The Sun Oracle F5100 flash-DIMM array joined Violin Memory’s flash array as the storage on the lowest latency TPC-C benchmarks (see The SSD write cliff in real life for that data).
Alert reader KD Mann pointed out that the F5100’s flash DIMMs are simply “. . . a SATA SSD without the sheet metal wrapper.” He later contended that it was the speed of redo log, not the storage devices per se, that drove latency.
A Reliable Source close to the F5100 told StorageMojo:
Yes the F5100 is just an SSD array. The DIMMs are just repackaged SSDs that were designed to optimize the amount of flash per controller based on a surface area computation from several years ago. I’d actually say that it’s much worse than a JBOD (JBOS?) since the modules aren’t hot swappable and the individual DIMMs get none of the benefits of economies of scale that typical SSDs do. The only advantage potentially is that they sized the SAS switches in the F5100 to push the IOPS limit of the DIMMs.
. . . The DIMM wasn’t a bad idea at the time, just in hindsight. The MicroSSD format didn’t exist with the MicroSATA connector (ala the MacBook air).
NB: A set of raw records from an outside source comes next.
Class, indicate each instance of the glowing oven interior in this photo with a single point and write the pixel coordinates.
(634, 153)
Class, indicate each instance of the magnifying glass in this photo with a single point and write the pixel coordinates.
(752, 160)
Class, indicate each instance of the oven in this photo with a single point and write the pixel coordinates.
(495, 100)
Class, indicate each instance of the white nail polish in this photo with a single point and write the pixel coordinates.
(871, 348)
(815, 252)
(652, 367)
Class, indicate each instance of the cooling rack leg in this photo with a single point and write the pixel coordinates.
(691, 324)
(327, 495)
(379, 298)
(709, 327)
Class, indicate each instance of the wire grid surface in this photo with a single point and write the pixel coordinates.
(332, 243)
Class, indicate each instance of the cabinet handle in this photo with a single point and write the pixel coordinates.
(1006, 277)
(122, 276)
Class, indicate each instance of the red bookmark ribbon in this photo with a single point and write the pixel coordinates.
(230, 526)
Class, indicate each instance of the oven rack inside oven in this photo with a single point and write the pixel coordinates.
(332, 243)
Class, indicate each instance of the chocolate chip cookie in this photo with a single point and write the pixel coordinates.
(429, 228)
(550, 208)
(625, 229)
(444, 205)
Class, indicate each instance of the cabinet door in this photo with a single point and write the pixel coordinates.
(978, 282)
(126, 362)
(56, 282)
And there was no clear standard for small format SSDs.
I’ve asked a followup question about those generously-sized SAS switches and will update the post when and if there’s an answer.
Update: Got a quick answer to the question:
The SAS switches were tuned to deliver optimal throughput and bandwidth for the devices, and to have enough capacity to max out all of them simultaneously. The germane comparison isn’t to SSDs — as I said, the miniDIMMs are just SSDs — it’s to the SAS switches in other JBODs.
End update.
The StorageMojo take
Mr. Mann’s argument that redo logs are the key TPC-C latency bottleneck is provocative. These benchmark systems are carefully configured and latency numbers are posted in the short summary documents, so it stands to reason that latency would get serious attention.
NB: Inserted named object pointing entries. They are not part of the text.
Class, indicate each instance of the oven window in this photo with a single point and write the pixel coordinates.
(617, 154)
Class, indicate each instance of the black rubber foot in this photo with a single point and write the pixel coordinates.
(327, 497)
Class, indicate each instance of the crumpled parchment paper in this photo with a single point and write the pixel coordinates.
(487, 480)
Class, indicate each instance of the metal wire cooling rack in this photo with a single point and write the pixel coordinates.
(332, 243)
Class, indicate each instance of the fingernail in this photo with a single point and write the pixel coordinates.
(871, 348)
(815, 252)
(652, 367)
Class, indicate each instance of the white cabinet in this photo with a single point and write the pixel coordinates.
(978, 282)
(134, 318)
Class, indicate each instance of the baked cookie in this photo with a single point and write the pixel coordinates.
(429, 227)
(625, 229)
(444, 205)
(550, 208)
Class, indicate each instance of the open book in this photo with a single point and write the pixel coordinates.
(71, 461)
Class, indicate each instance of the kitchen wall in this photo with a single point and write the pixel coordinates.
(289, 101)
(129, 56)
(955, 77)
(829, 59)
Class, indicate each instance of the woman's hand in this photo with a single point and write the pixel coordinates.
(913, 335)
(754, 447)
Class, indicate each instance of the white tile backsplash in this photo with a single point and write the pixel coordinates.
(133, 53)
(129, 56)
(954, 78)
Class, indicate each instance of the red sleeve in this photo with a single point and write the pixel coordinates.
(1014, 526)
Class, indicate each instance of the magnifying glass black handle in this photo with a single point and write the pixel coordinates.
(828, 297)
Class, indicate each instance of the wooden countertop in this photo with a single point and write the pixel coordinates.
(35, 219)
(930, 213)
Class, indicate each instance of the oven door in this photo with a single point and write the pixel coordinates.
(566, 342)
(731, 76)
If Mr. Mann is correct, the benchmark teams are falling down on the job of showing their systems in the best possible light. How could that be?
Readers, what say you?
Courteous comments welcome, of course.
You should not discount the OS as a factor. Systems using the Sun array were likely using Solaris, which has provisions for SSD acceleration for reads and writes separately in ZFS (ZIL logzilla and L2ARC).
Benchmarks on other storage arrays were probably done using Linux, Windows, HP-UX or AIX, which do not always have these optimizations and are thus not fully able to exploit the SSD’s latency benefits.
The conventional wisdom of using SSDs for redo logs is inaccurate, based on experience in tuning Oracle on Texas’ RAMSAN. Redo logs have sequential I/O patterns that spinning rust is very good at. The throughput on enterprise-grade hard drives is as good as SSDs, latency isn’t, but a good NVRAM caching write-through controller would take care of that. Most transactions are read-write, not write-only, and thus to optimize latency you need to speed up access to the datafiles as well (if they don’t fit in the database’s buffer cache, which is no longer a given with an obsolete benchmark like TPC-C).
The optimal strategy in many cases is in fact to put key tablespaces on SSD rather than the redo logs or transaction journal.